When the decline of Britain comes to be properly recorded by some future Edward Gibbon, the name of Jack Jones will feature prominently. He has just died at the age of 96, In his heyday in the 1960s and 1970s he was General Secretary of the Transport and General Workers Union with its 2 million members, and a representative, almost a caricature, of intransigence, selfishness and militancy in the name of the workers. How he loved class warfare! And how he laid down the law to Prime Ministers Wilson and Heath, both of them apparently defenseless to deal with so rigid, so Stalinist, a figure. He obliged them to agree to a social contract in spite of the contradiction in it, namely that money was evil but it still had to be taken from everyone else and given to workers. He was one of the master-minds of the British economic disaster of those decades. Paul Johnson nicknamed him “Emperor Jones.”

A man in this mold, it always seemed to me, had to be a Communist, and more than that, a Soviet agent. Always drably dressed, sporting a proletarian cloth cap, he spoke in a voice loaded with both monotony and menace. This presentational style of being a Puritan revolutionary was surely imitated from those he admired in the Kremlin. Other trade-union leaders accused him of being a Soviet agent, but this he always liked to deny. Truth-telling has never been in the playbook of such types.

One clue was that he had volunteered for the Spanish civil war, and risen out there to be a commissar in the British Battalion, responsible for “political and moral education and vigilance.” That word “vigilance” conceals the fact that as commissar he had the power to send men to the firing squad. You didn’t get a job like that unless you were a loyal Muscovite Communist.

The obituaries, of course, fawn over him. To the Guardian, Jones had “unflinching integrity” — that’s a perfect specimen of the kind of euphemism Leftists come up with for a hard-line Communist. The BBC, now guaranteed to be off-beam, rather comically suggested he enjoyed “vigorous contests” with management. The Times spoke of his “left-wing affiliations” — another polished euphemism — but conceded that he was “a good hater.” Even the Daily Telegraph found him “dedicated to the Socialist ideal of Each for All and All for Each.”

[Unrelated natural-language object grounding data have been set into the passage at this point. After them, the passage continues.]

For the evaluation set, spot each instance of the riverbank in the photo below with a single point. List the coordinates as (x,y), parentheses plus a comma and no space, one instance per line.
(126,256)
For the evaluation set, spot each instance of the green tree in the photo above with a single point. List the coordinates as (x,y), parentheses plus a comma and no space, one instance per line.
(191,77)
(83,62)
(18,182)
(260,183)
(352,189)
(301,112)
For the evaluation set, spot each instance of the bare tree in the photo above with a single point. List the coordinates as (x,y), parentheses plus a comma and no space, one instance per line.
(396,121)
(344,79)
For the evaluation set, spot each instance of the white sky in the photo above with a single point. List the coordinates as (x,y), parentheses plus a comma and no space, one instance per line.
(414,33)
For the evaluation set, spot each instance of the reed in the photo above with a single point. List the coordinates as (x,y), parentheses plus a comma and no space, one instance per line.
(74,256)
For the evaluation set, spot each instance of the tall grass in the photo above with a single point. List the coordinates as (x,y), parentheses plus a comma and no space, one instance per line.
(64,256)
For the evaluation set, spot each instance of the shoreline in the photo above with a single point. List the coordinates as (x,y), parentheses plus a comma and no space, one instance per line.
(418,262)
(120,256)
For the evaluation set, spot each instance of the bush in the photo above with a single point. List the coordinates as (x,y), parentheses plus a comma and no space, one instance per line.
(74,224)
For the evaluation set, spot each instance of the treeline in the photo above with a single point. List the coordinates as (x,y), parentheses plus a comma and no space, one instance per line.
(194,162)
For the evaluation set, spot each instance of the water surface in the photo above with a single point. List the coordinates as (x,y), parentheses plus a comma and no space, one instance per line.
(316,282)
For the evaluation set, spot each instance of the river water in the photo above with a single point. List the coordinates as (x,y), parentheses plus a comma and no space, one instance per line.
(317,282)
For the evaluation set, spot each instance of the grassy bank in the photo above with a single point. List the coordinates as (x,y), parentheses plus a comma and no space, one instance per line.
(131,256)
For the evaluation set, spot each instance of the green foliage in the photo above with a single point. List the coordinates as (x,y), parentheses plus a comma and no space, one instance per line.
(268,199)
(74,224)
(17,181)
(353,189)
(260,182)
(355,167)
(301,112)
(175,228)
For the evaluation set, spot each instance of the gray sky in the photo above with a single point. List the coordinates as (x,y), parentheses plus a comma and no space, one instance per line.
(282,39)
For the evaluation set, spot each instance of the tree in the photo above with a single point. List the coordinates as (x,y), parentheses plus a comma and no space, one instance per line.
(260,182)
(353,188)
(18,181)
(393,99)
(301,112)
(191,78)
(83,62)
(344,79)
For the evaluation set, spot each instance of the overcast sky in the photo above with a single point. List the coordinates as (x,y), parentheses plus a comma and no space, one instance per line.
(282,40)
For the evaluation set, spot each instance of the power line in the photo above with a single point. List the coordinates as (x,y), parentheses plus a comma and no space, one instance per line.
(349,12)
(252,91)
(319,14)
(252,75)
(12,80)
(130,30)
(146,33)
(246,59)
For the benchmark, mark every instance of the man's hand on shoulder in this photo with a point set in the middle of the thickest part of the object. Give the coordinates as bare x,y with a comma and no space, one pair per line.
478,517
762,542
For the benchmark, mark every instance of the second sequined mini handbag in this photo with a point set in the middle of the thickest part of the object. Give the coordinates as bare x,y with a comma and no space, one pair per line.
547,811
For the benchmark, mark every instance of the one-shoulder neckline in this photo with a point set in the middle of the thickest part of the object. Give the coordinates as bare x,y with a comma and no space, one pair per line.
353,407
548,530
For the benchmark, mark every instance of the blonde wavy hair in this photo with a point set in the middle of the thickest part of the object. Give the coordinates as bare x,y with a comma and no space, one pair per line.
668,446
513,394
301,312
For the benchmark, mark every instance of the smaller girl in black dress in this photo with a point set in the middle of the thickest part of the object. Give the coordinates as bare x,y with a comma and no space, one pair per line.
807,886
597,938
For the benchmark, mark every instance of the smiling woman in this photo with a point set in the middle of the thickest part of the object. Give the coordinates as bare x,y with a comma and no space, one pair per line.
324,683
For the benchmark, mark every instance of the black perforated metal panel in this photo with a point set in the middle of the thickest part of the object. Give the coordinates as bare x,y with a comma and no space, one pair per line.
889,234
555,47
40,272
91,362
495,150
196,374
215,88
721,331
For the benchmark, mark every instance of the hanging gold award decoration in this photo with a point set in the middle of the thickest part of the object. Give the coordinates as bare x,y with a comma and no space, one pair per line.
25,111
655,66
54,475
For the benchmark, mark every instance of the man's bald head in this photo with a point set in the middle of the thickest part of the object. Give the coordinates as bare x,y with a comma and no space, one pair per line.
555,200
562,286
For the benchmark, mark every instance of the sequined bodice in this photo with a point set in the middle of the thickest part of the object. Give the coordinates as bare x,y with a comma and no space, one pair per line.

At which point Oleg Gordievsky has lost patience. Famously, he was the KGB colonel and resident in London who defected. Since then, he’s been reminding the country how dangerous the Soviets and their agents were. Now he has written a letter to the Daily Telegraph to state that he had been the case officer for Jones and his wife, also a Comintern agent since the 1930s, and he had given Jones “a small amount of cash.” (So much for the Puritan revolutionary.) Gordievsky also read the volumes of his files, now in the KGB archive. We have to be grateful that Jones did not have the chance to practice in Britain the role of commissar he’d learnt in Spain.